Bevacizumab plus erlotinib shows promise in hereditary, sporadic papillary kidney cancer

Combination treatment with bevacizumab plus erlotinib appears to work against hereditary leiomyomatosis and renal-cell cancer (HLRCC)-associated or sporadic papillary renal-cell carcinoma, according to an open-label phase II study.

The study included 43 patients with HLRCC-associated papillary renal-cell carcinoma and 40 patients with sporadic papillary renal-cell carcinoma. These patients were treated with bevacizumab at 10 mg per kilogram of body weight every 2 weeks, in addition to erlotinib at 150 mg once daily.

Overall response was the primary endpoint. Secondary endpoints included progression-free (PFS) and overall survival (OS).

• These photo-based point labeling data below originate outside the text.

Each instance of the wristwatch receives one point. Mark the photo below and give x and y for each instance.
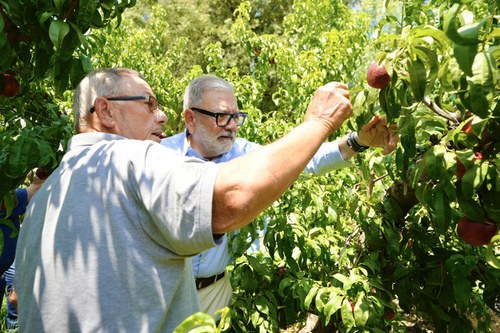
(353, 143)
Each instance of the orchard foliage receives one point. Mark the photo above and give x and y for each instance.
(368, 248)
(46, 47)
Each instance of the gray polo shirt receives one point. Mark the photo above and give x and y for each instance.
(104, 242)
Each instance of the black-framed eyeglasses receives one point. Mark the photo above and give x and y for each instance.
(223, 119)
(151, 100)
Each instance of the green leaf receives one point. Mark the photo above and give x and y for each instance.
(482, 84)
(407, 126)
(491, 254)
(86, 11)
(474, 178)
(418, 79)
(310, 296)
(465, 55)
(21, 152)
(361, 311)
(442, 210)
(333, 305)
(346, 314)
(59, 4)
(57, 31)
(450, 28)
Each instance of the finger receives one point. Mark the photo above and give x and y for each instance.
(393, 141)
(366, 127)
(336, 85)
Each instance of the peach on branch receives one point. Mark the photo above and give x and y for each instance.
(377, 76)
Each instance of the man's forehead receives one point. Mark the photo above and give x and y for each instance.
(219, 96)
(135, 84)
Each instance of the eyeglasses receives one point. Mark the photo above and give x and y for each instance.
(151, 100)
(223, 119)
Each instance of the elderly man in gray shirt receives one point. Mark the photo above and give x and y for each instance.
(105, 241)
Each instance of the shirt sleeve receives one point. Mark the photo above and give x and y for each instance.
(178, 194)
(326, 159)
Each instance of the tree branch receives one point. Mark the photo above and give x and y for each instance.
(440, 112)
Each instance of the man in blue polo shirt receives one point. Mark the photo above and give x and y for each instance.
(212, 120)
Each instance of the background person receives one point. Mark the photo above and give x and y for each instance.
(212, 121)
(10, 231)
(106, 240)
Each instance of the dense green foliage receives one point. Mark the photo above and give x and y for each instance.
(354, 246)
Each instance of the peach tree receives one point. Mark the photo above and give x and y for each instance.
(376, 248)
(45, 48)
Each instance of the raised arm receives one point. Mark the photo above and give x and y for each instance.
(249, 184)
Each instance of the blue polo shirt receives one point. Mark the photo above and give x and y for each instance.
(215, 260)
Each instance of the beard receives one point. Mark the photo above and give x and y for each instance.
(215, 144)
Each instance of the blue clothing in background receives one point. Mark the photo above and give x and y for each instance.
(9, 242)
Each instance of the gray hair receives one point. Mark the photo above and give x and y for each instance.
(101, 82)
(197, 87)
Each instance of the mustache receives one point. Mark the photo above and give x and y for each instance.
(231, 134)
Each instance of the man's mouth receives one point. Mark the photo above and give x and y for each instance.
(159, 134)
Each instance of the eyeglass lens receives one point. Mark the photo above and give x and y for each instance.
(223, 120)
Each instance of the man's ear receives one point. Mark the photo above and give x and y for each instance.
(189, 118)
(103, 112)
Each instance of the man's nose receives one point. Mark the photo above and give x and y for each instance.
(161, 117)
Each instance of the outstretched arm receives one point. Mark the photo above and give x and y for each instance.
(375, 133)
(247, 185)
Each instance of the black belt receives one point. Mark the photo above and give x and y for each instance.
(205, 282)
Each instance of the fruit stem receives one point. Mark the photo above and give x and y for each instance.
(440, 112)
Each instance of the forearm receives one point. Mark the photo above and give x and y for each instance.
(249, 184)
(345, 150)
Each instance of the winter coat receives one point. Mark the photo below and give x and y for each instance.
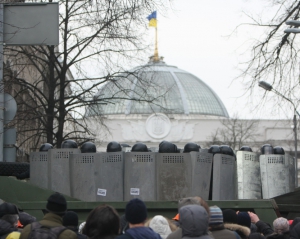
(8, 231)
(264, 228)
(193, 220)
(50, 220)
(219, 232)
(139, 233)
(243, 231)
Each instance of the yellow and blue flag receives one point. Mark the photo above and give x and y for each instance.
(152, 19)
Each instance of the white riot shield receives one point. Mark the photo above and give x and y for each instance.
(248, 175)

Among patients with HLRCC-associated papillary renal-cell carcinoma, 31 had a confirmed response (72 percent, 95 percent confidence interval [CI], 57–83). The median PFS was 21.1 months (95 percent CI, 15.6–26.6), and the median OS was 44.6 months (95 percent CI, 32.7 to could not be estimated).

Among patients with sporadic papillary renal-cell carcinoma, 14 patients achieved a confirmed response (35 percent, 95 percent CI, 22–51). The median PFS was 8.9 months (95 percent CI, 5.5–18.3), and the median OS was 18.2 months (95 percent CI, 12.6–29.3).

In terms of safety, the most frequent treatment-related adverse events (TRAEs) were acneiform rash (93 percent), diarrhoea (89 percent), and proteinuria (78 percent). The most common TRAEs of grade 3 or higher were hypertension (34 percent) and proteinuria (17 percent).